Regrettably, even as a digest of standard accounts, it is difficult to recommend this book over the latest edition of The Physicists (Harvard, 1995). New material on the last third of the century and industrial physics is barely wedged into a narrative dominated by familiar stories from the century’s first six decades. Thus, while detailed attention is paid to the biography of Robert Oppenheimer and the history of the Manhattan Project, there is no account of any physics research done in the 1980s. Happily, significant attention is paid throughout to the shifting demographics of the physics community.

The book’s utility is undermined by indifferent organization and editing. In places the text swings radically back and forth through decades, while sixty pages (of a 169-page book) separate the problem of the infinities in perturbative quantum electrodynamics (QED) from the introduction of renormalization. Despite its brevity, the narrative is repetitive: Spencer Weart is quoted remarking that the physics community no longer resembled a village on page 107 and again on page 138.

There are also too many contradictions and factual errors. For example, Melba Phillips is described as Oppenheimer’s first doctoral student; two sentences later she joins a group of students working under him. Carl Anderson is depicted as having discovered the positron with Oppenheimer (presumably the “mesotron” discovery is meant). Freeman Dyson’s contributions to QED are portrayed as extending to the strong and weak forces. The Frisch-Peierls memorandum is conflated with the MAUD report. A “breeder” reactor is built at Hanford during the war.

We need more scholarly syntheses along these lines, but collectively we also need to elevate the craftsmanship of the genre.


One thought on

  1. As an addendum, I have to say it was disappointing and surprising to me that this book didn’t turn out better as Cassidy is a really great historian. Please check out Uncertainty, his biography of Werner Heisenberg — an essential work in the historiography of physics, and an exemplar of serious scientific biography. Also check out his 2009 update, Beyond Uncertainty.

    A couple of other notes:

    Cassidy’s remarks about physicists’ narratives is a textbook example of what I call the conflict of interest between STS and the history of science, which systematically portrays past ideas as existing at odds with those of the professional historian or STS scholar (in this case, the insistence that physicists have been consistent purveyors of an “ideology of pure science” — a repetition of the sociological Mulkay-Gieryn thesis — when surely their portraits have been much more diverse and often sophisticated). As I say, this has the implicit effect of placing the historian in a heroic role at the end of history. The insertion of Paul Forman into the narrative is an unusually explicit manifestation of this. The pervasiveness of this conflict is evident given that Cassidy isn’t even a historian whose work I would consider to be much inflected by STS. Again, having a conflict of interest does not mean that the relationship cannot be productive — it needs to be. Rather, the conflict should be recognized and managed.

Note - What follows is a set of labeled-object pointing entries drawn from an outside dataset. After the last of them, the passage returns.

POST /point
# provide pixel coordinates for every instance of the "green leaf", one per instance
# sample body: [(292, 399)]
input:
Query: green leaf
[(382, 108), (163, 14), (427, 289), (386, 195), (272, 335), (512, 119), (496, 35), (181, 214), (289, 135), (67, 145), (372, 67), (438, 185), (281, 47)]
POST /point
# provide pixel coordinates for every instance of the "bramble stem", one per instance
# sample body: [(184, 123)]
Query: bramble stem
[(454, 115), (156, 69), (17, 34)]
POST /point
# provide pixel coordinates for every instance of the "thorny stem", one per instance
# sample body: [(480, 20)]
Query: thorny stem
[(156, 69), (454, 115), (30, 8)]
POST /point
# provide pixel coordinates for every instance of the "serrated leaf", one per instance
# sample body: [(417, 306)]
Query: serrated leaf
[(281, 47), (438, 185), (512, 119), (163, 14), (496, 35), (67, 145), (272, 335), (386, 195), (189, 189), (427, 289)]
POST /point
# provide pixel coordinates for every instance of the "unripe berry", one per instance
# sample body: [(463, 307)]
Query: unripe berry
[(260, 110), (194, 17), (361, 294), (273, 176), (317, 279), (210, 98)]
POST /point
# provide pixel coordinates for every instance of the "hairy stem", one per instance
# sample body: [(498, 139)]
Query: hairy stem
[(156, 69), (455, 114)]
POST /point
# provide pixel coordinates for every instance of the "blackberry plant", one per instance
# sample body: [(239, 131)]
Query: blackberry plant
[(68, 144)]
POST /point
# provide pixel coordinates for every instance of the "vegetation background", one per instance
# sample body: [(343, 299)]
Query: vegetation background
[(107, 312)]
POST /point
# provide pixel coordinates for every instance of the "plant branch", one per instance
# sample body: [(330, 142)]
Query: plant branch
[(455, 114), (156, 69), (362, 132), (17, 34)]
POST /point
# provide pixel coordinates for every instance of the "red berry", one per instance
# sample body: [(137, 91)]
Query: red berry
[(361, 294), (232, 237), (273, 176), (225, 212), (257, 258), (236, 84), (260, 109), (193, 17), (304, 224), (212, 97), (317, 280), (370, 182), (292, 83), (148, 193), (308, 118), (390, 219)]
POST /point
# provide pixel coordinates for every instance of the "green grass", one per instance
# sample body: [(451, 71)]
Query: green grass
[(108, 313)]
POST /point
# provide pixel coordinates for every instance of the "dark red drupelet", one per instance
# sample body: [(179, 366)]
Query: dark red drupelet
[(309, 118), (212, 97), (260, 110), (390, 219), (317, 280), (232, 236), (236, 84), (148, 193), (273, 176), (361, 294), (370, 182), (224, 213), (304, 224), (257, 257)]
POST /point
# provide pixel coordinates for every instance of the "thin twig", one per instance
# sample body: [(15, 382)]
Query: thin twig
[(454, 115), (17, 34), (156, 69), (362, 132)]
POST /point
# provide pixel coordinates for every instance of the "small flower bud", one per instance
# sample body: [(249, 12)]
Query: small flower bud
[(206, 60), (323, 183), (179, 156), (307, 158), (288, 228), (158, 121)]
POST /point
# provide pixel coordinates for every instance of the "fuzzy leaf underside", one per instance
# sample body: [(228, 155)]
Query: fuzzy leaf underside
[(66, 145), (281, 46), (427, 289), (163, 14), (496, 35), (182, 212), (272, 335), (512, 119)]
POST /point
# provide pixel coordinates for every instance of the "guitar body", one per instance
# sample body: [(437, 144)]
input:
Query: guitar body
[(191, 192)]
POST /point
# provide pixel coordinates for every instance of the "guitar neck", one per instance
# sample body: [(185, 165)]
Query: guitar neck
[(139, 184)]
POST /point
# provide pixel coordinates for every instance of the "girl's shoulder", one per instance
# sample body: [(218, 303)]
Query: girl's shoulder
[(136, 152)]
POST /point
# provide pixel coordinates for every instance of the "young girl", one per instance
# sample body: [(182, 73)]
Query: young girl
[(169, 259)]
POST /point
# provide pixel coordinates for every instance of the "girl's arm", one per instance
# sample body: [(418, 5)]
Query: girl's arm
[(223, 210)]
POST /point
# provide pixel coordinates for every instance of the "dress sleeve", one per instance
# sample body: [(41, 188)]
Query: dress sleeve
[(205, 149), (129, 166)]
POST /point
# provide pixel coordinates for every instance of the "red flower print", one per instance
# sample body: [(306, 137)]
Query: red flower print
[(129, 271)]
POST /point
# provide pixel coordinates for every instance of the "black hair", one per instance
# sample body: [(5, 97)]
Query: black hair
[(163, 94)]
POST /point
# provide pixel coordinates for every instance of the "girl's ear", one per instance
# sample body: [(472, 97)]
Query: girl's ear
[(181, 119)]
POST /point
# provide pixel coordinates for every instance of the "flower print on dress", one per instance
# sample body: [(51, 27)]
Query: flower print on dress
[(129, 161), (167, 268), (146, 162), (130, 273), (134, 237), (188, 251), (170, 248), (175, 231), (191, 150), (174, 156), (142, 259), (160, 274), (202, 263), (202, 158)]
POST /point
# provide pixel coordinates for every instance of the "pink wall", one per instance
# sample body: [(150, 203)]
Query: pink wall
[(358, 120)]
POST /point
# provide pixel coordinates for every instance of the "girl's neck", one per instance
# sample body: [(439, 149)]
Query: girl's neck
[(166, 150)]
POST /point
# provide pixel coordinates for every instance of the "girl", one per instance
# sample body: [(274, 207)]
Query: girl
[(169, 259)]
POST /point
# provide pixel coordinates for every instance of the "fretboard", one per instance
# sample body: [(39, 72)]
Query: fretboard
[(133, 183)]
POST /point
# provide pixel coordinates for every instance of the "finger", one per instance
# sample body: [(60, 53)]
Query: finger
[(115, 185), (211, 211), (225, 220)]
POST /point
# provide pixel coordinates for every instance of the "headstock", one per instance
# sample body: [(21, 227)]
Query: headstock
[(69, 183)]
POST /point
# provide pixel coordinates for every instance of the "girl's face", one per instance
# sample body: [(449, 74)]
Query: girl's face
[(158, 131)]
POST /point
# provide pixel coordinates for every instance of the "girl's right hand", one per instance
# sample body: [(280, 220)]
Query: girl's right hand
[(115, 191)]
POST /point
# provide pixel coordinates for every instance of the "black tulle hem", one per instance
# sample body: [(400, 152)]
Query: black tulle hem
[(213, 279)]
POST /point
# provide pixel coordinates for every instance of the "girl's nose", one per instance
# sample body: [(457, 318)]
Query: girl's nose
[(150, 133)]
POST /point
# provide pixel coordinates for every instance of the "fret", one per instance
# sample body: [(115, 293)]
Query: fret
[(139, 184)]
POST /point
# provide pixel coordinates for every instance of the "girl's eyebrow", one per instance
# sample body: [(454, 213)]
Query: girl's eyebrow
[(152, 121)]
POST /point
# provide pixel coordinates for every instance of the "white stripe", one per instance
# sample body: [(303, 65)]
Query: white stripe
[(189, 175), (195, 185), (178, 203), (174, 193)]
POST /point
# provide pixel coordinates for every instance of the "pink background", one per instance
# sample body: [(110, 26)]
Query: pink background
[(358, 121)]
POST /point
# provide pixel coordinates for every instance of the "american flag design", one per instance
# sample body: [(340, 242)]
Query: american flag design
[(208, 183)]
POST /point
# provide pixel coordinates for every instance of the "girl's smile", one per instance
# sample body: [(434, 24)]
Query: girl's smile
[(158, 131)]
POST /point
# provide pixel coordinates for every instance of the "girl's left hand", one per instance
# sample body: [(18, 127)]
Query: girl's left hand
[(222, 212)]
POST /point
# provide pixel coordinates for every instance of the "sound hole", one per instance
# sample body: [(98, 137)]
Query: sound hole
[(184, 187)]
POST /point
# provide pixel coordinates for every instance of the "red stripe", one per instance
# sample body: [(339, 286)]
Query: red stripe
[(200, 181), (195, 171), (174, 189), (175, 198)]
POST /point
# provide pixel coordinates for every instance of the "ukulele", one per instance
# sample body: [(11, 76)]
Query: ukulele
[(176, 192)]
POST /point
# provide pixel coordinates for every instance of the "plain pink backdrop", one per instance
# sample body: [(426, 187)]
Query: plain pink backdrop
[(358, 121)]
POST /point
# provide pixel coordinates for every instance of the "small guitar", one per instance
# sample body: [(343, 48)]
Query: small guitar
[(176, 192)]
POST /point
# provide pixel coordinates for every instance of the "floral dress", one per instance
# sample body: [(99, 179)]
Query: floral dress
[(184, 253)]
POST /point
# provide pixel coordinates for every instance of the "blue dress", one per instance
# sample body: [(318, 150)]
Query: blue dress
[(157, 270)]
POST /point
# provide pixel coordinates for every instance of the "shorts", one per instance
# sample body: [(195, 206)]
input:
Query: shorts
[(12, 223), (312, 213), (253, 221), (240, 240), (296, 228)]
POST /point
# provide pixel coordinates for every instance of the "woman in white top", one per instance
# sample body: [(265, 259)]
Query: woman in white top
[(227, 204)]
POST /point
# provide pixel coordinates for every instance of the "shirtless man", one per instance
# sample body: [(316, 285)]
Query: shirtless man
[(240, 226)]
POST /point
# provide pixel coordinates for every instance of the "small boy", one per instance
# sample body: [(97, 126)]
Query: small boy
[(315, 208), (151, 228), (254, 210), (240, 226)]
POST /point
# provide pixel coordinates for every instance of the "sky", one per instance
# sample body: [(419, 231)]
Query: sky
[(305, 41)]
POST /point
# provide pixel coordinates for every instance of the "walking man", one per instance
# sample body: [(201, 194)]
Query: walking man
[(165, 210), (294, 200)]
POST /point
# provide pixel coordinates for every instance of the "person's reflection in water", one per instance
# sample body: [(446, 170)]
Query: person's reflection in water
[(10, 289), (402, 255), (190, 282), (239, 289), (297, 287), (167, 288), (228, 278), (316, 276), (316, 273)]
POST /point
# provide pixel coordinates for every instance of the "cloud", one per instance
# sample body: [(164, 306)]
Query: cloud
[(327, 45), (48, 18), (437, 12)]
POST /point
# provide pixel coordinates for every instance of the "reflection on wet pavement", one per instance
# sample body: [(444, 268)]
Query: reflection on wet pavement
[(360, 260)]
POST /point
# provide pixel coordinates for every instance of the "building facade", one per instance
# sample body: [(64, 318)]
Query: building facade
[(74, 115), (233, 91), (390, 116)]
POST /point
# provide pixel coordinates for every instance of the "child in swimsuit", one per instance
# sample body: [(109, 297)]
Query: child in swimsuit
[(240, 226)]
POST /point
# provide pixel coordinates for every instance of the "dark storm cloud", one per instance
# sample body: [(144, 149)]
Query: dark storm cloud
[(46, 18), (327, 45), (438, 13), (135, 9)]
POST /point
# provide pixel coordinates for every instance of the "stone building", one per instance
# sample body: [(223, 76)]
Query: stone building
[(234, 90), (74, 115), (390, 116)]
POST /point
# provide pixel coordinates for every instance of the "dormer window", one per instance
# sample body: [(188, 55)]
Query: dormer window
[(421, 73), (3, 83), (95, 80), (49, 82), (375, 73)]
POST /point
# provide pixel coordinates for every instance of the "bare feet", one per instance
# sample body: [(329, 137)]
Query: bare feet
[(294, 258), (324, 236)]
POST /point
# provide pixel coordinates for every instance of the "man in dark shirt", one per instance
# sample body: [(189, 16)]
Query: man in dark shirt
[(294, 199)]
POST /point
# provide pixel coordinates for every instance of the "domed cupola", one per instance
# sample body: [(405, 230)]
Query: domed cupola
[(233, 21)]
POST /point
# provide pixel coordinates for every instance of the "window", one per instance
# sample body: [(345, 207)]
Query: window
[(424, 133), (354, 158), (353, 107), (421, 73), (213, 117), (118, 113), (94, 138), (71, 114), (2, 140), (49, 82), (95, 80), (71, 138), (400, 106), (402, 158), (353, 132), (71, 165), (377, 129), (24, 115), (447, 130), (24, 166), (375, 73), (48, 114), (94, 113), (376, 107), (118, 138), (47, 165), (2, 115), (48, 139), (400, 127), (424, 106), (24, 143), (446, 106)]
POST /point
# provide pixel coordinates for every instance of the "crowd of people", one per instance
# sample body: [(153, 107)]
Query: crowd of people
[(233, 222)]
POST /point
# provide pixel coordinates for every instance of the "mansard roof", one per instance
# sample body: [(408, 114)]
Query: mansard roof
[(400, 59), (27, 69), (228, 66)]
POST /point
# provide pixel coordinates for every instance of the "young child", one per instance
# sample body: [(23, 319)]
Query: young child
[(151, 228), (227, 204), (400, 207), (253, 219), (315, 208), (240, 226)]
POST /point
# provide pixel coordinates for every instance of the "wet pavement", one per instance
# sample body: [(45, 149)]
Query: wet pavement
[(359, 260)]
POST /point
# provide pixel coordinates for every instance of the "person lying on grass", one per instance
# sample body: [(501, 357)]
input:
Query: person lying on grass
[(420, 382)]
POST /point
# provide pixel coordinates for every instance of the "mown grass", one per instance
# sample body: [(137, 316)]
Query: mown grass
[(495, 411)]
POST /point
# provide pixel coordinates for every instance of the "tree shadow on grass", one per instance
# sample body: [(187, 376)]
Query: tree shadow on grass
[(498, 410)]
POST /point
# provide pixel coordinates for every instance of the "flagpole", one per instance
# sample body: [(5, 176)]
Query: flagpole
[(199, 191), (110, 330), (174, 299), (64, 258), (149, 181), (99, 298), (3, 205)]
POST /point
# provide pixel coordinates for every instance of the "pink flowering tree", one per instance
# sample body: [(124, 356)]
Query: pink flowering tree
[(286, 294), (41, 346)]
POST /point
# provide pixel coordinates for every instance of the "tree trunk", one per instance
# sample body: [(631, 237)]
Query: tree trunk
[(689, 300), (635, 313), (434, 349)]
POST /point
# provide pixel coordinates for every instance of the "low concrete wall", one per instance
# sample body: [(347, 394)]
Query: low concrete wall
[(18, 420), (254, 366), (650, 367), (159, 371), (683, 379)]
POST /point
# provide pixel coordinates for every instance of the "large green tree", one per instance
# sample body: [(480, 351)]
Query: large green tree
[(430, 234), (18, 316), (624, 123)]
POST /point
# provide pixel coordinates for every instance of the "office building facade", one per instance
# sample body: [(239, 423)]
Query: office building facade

    Also, it would also be misleading to say that Oppenheimer and Anderson discovered the mesotron (muon), but it’s at least a defensible statement. I found many statements in this book that, if interpreted charitably, could be defended as sort-of true. For my examples above, I selected only ones that were indefensibly false. I spent altogether too much time trying to figure out whether the wartime Hanford reactor could conceivably be called a “breeder” reactor even if it’s not the typical connotation of the term.